If the results of this notebook are repeatable, we went from 22 to just 4 features, with only a small drop in performance! 4 features make a model way easier to understand for a human. The process we just went through is sometimes called **feature selection**, and can be performed in a number of different ways, for either (i) ease human interpretation or (ii) improve model performance, by removing useless or deceptive features.

## Local explanations
But what if we were interested in knowing the relative importance of the features for the classification of ONE sample in particular? Well, we could build a linear piece-wise approximation of the decision boundary around a sample, and look at the weights for that linear function. *Easy*.

Luckily, someone already did it for us, in the LIME library.

In [None]:
!pip install lime

In [None]:
# create an 'explainer' object
from lime import lime_tabular
explainer = lime_tabular.LimeTabularExplainer(X_train, mode='classification', training_labels=y_train, feature_names=other_features)

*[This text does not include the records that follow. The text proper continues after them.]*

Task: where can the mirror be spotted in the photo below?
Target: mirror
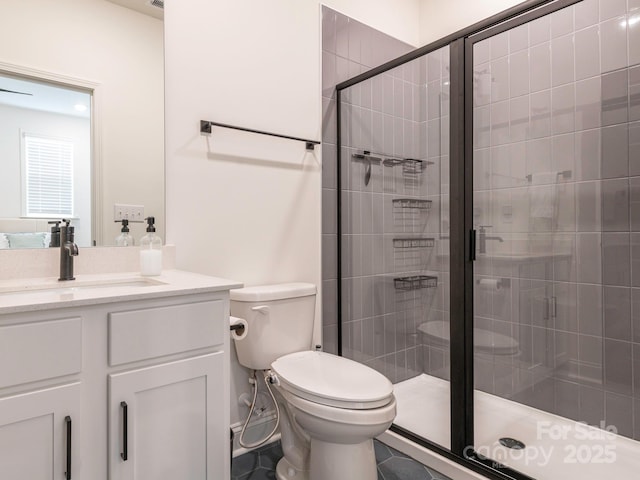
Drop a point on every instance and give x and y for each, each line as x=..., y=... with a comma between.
x=112, y=52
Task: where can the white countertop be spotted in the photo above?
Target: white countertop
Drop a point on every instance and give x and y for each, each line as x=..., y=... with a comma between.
x=33, y=294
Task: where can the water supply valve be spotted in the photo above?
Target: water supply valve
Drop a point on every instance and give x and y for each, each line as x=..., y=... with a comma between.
x=272, y=378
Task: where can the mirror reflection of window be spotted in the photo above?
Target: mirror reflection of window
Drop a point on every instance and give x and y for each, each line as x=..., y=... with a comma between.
x=48, y=177
x=45, y=141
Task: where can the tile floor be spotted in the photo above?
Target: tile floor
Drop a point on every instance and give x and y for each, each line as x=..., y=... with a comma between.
x=260, y=464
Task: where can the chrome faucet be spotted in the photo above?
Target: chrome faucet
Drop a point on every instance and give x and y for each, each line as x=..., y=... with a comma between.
x=482, y=238
x=68, y=250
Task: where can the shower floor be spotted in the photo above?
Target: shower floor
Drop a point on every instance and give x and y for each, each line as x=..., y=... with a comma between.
x=555, y=446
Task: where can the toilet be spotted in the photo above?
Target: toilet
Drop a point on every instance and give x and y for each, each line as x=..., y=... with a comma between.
x=331, y=407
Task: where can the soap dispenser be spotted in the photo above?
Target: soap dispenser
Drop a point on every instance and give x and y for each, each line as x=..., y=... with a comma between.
x=125, y=239
x=150, y=250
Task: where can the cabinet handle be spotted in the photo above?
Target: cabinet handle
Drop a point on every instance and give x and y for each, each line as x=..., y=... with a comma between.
x=67, y=474
x=125, y=435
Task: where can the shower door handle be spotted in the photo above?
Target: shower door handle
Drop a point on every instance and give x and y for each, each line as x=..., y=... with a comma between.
x=472, y=245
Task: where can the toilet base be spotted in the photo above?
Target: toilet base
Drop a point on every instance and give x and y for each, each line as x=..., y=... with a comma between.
x=285, y=471
x=336, y=461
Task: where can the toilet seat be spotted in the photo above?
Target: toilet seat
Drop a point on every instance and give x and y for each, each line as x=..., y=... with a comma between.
x=333, y=381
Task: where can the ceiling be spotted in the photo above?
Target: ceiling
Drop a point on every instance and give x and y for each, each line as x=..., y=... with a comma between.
x=143, y=6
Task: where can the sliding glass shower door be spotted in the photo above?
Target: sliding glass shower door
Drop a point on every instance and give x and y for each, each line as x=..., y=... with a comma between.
x=394, y=210
x=555, y=128
x=489, y=266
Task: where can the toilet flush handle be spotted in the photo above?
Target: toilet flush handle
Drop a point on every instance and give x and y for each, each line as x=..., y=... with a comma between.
x=263, y=309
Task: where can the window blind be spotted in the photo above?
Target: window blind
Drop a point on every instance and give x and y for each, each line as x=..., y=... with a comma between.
x=49, y=176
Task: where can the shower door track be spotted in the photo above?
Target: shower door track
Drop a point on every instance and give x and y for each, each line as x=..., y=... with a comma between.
x=461, y=225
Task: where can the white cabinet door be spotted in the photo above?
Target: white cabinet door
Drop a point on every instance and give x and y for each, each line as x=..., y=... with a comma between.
x=175, y=421
x=38, y=434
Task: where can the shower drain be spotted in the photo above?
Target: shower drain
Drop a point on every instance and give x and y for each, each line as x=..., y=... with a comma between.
x=511, y=443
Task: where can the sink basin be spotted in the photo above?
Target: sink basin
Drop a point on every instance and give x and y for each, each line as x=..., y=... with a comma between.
x=72, y=286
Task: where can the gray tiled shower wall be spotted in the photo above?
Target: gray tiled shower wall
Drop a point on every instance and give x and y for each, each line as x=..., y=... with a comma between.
x=561, y=96
x=402, y=114
x=348, y=49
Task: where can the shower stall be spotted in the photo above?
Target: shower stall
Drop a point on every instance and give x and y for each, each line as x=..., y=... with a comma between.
x=488, y=239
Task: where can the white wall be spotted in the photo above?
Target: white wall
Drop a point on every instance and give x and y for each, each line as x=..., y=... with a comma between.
x=121, y=50
x=440, y=18
x=15, y=120
x=240, y=205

# re-train the algorithms on the original (non-reduced) data
lr = LogisticRegression()
rf = RandomForestClassifier(random_state=42)

lr.fit(X_train, y_train)
rf.fit(X_train, y_train)

In [None]:
# obtain an explanation for a test sample from logistic regression; we use a function
# of logistic regression called "predict_proba" that shows pseudo-probabilities of a
# sample to belong to each class; don't worry too much about it
test_sample = X_test[100]
exp = explainer.explain_instance(test_sample, lr.predict_proba, num_features=5)
exp.show_in_notebook(show_table=True)

Interesting! Does Random Forest agree with Linear Regression on where this sample should be classified, and why? Let's check.

In [None]:
exp = explainer.explain_instance(test_sample, rf.predict_proba, num_features=5)
exp.show_in_notebook(show_table=True)

Now, go back to the cell with the line
```
test_sample = X_test[0]
```
change it to evaluate another test sample, for example:
```
test_sample = X_test[100]
```
and re-run the last two cells. You can compare the evaluations of Random Forest and Support Vector Machines on several samples, observing how they agree or disagree on classification, and why.